There was a bride whose aunt was a famous designer and the bride married a Greek prince. So the whole wedding dress was supposed to look like a Grecian fantasy and we worked on the cake with that. So she comes from Greece for the last fitting two weeks before and she changes, she didn’t like the dress, so a new dress had to be made which meant a new cake design to match the dress

TCC: And the making of it?

RBI: The process of completing the cake really starts months in advance with the planning, It’s just like the Israeli army, you make plans and a lot of lists and sketches. We would sketch in a mechanical way, not for the clients to see, but with measurements, and there’s a few things that can be made in advance: the poles and all that can be made in advance, we have a separate workshop for non edibles, and then sugar decorations are better made weeks and weeks in advance when you’re calm and you can do a quantity.

TCC: How long do they last?

RBI: They last forever, with us they last for a few weeks but you can, we save things. I used to save my teacher’s flowers but we shuffle them around, but some of them are really old. We see from our clients that most of them like to save the top tier for their first anniversary, so they keep all the sugar flowers and they send us videos and photos a year later and they’re perfect, so it’s quite amazing.
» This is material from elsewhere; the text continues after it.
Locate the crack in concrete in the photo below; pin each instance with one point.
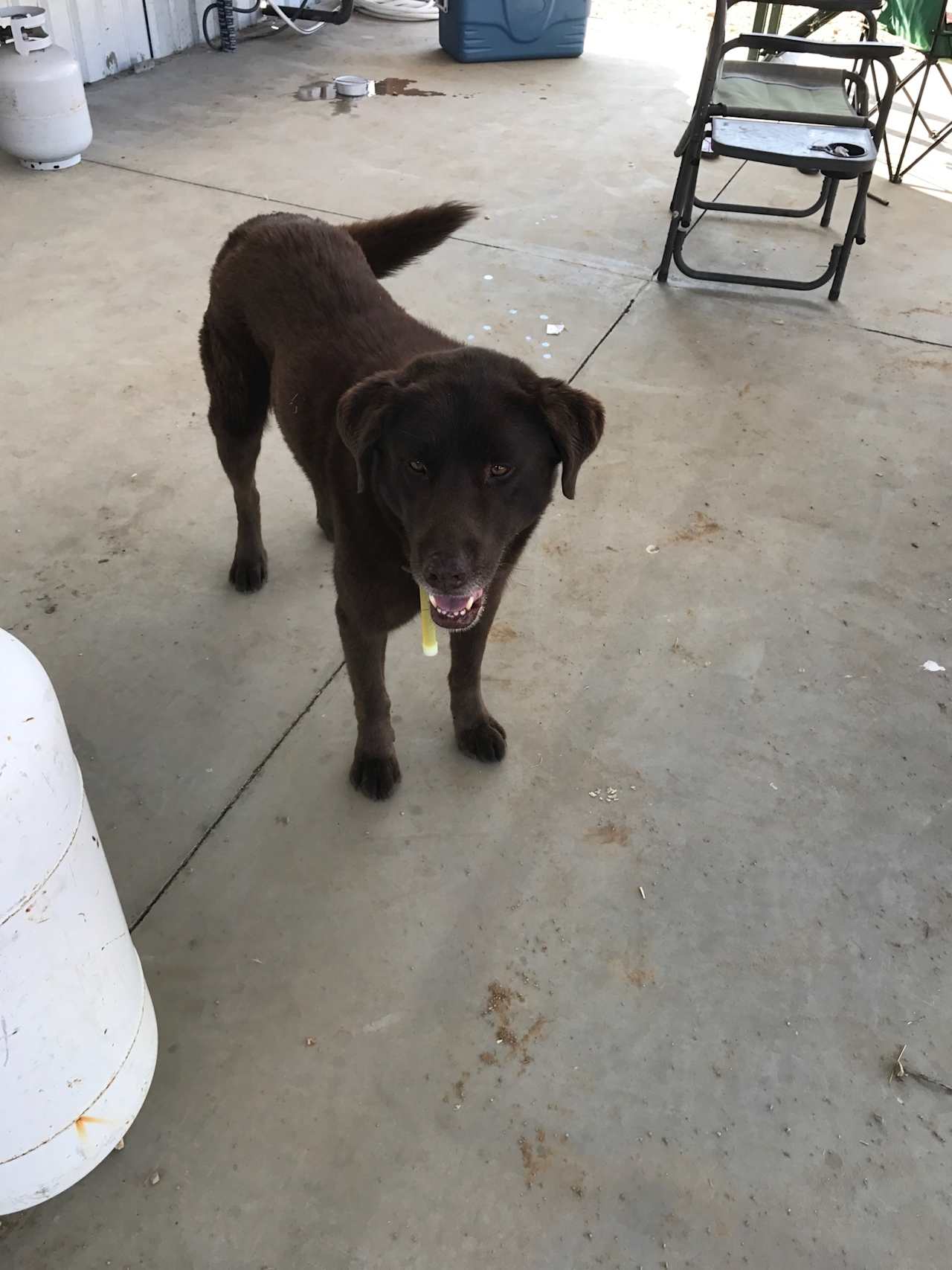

But sugar is a natural preservative so when it’s dry, unless there’s moisture, it will last technically forever.

So we do all those things in advance, then in the beginning of the week we will do things that can last for weeks and weeks as long as they’re refrigerated: buttercream, reduce the fruit purees until the raspberry is like a compound, it’s really thick. We would make syrups, we would toast nuts, chop things. Then you can start baking the cake. If you have a good, professional formula, you can start baking the cake layers in advance if necessary, we don’t really need to. And then the assembly takes about two days with the idea that we have a 24 hour window, so towards Thursday and Friday is the crunch time. We refrigerate everything, so all the stages in different refrigerations. You have moist refrigeration for the cake layers, and then when the cake is covered in buttercream, fondant and decorated it goes to a dry walk in refrigerator so it doesn’t sweat. Then it gets crated, labeled and goes out.

TCC: What are your favorite flavors that you guys do or what are the best sellers?

RBI: My favorite flavors are totally different than what are the best sellers. So my favorite cake is green tea cake with candied ginger buttercream. Nobody likes it, but they allow themselves to, they do it for me for my birthday. The most popular cake flavors are chocolate and vanilla cake, split down the middle, a lot of people combine the two. For buttercream, the most popular flavors are salted caramel and just chocolate. We use Valrohna dark chocolate. We actually get a very specific and we have collaborations. Our classes are also in collaborations with Valrhona and they bring their chefs here and they teach the inside of the cake.

TCC: So how many flavors do you show at a tasting?

RBI: At a tasting, I think we have 16 or 18 different things. Here’s the issue: we have a huge range but we learned not to give a list to the clients because they would choose a hundred and fifty to taste, which is impossible, it’s like an ice cream parlor, we have to narrow it down. And then they would taste things that they love but, too bad that I cannot serve it. Why are vanilla and chocolate the most popular? Because they’re recognizable. For years, I did a lot of cakes with nuts, almond and pistachio. Everybody who tastes them loves them, but recently they haven’t ordered because they’re afraid of allergies. Then we have seasonal things also, like a spice cake for the fall, a citrus cake for the summer, but you’d be amazed, even though people devoured them they’re still apprehensive because they have to serve a large number of people.